# KUSA, this picture is for you!



## The Tourist (Jun 9, 2016)

KUSA (Michael), obviously that's my dinner, so I can only surmise that's my knife...

Here's the back-story. Joyce sent me an apology note saying that "some new Tuxedos" were on the way. I only had to rotate the tanto blade into the light to see why I got it--without a credit card receipt in the package.

While "utility sharp," there is a small 'double bevel' on the belly bevel. Joyce caught it instead of delivering it. I can use it to cut the mundane stuff that needs a good knife (things like envelopes, cardboard boxes, jugular veins--you know, the mundane daily stuff), and when it dulls worth a slight bit of metal removal, I'll take a 6K or 15K Schwartz stone and do two or three very light passes.

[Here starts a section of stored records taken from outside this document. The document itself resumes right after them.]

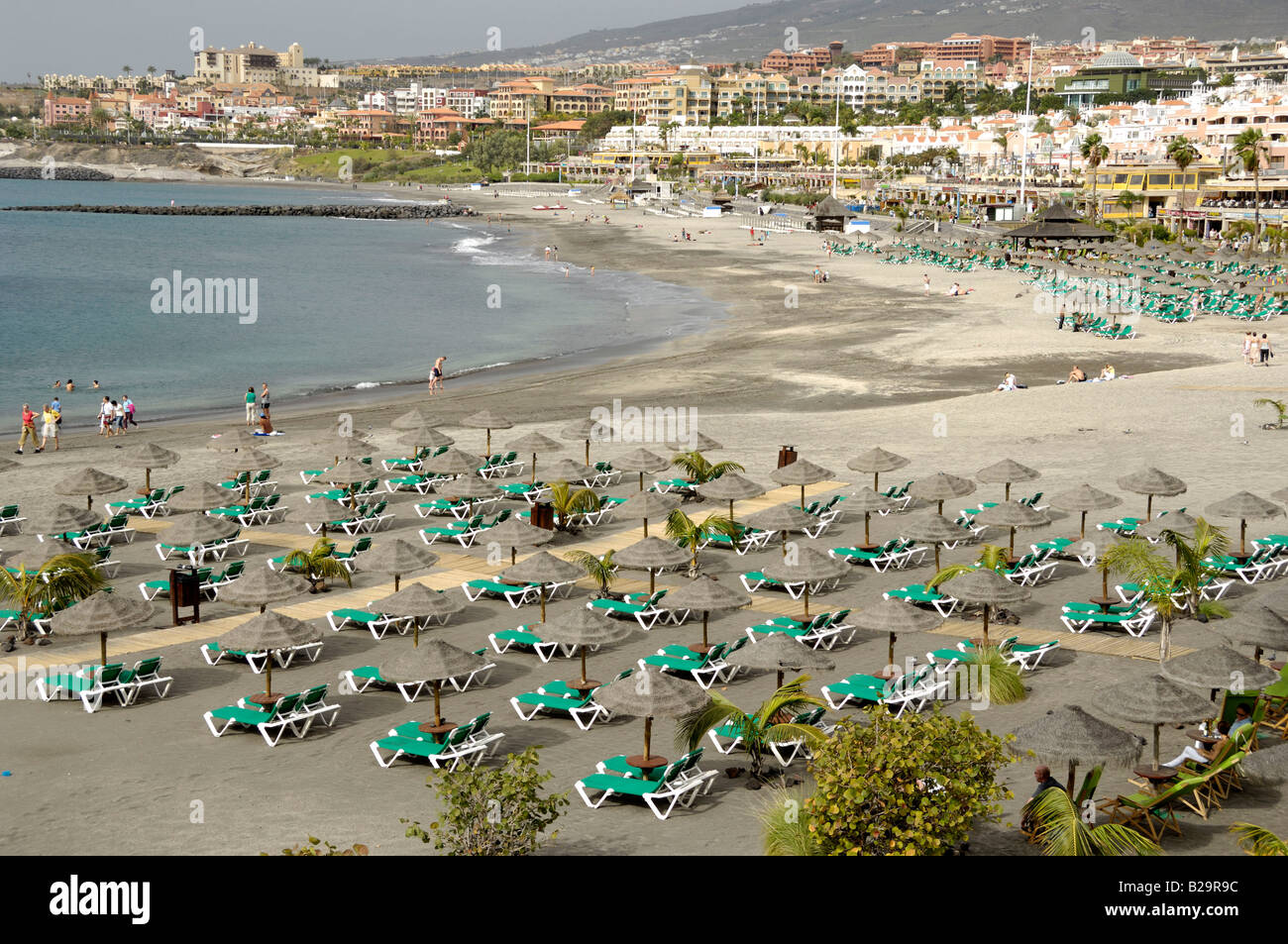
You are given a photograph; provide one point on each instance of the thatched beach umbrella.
(940, 487)
(896, 617)
(488, 420)
(935, 531)
(703, 595)
(420, 603)
(535, 443)
(1072, 736)
(648, 505)
(101, 613)
(867, 501)
(1012, 514)
(1153, 700)
(640, 462)
(653, 554)
(1151, 481)
(397, 557)
(1219, 668)
(802, 472)
(89, 481)
(433, 662)
(262, 586)
(541, 569)
(584, 629)
(201, 497)
(59, 519)
(781, 653)
(986, 587)
(269, 633)
(649, 693)
(1008, 472)
(730, 487)
(809, 566)
(1244, 505)
(587, 430)
(518, 535)
(147, 456)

Joyce is checking 1.9 inch knife blades before shipment. I told you she was honest!

_Click on picture to enlarge_.


----------



## KUSA (Apr 21, 2016)

No problem Chico. You'll get my CQC7 soon to grind on.

I did have some salmon today for lunch. It was at a restaurant but very good none the less.


----------



## The Tourist (Jun 9, 2016)

Hey, salmon and dark green vegetables, all while waiting for a very sharp knife.

Looks like this lifestyle is catching on!


----------



## stevekozak (Oct 4, 2015)

The Tourist said:


> KUSA (Michael), obviously that's my dinner, so I can only surmise that's my knife...
> 
> Here's the back-story. Joyce sent me an apology note saying that "some new Tuxedos" were on the way. I only had to rotate the tanto blade into the light to see why I got it--without a credit card receipt in the package.
> 
> ...





KUSA said:


> No problem Chico. You'll get my CQC7 soon to grind on.
> 
> I did have some salmon today for lunch. It was at a restaurant but very good none the less.


I am no judge of fish, but KUSA's salmon looks a lot tastier than Tourist's!! Dem grill marks tho!!!


----------



## The Tourist (Jun 9, 2016)

stevekozak said:


> I am no judge of fish, but KUSA's salmon looks a lot tastier than Tourist's!! Dem grill marks tho!!!


Salmon is one of my favorite dishes, I love the taste. My wife prepares it in a Corningware dish, and bakes it around 350 degrees with a honey glaze. Yup, no grill marks, but it's my Number One meal!


----------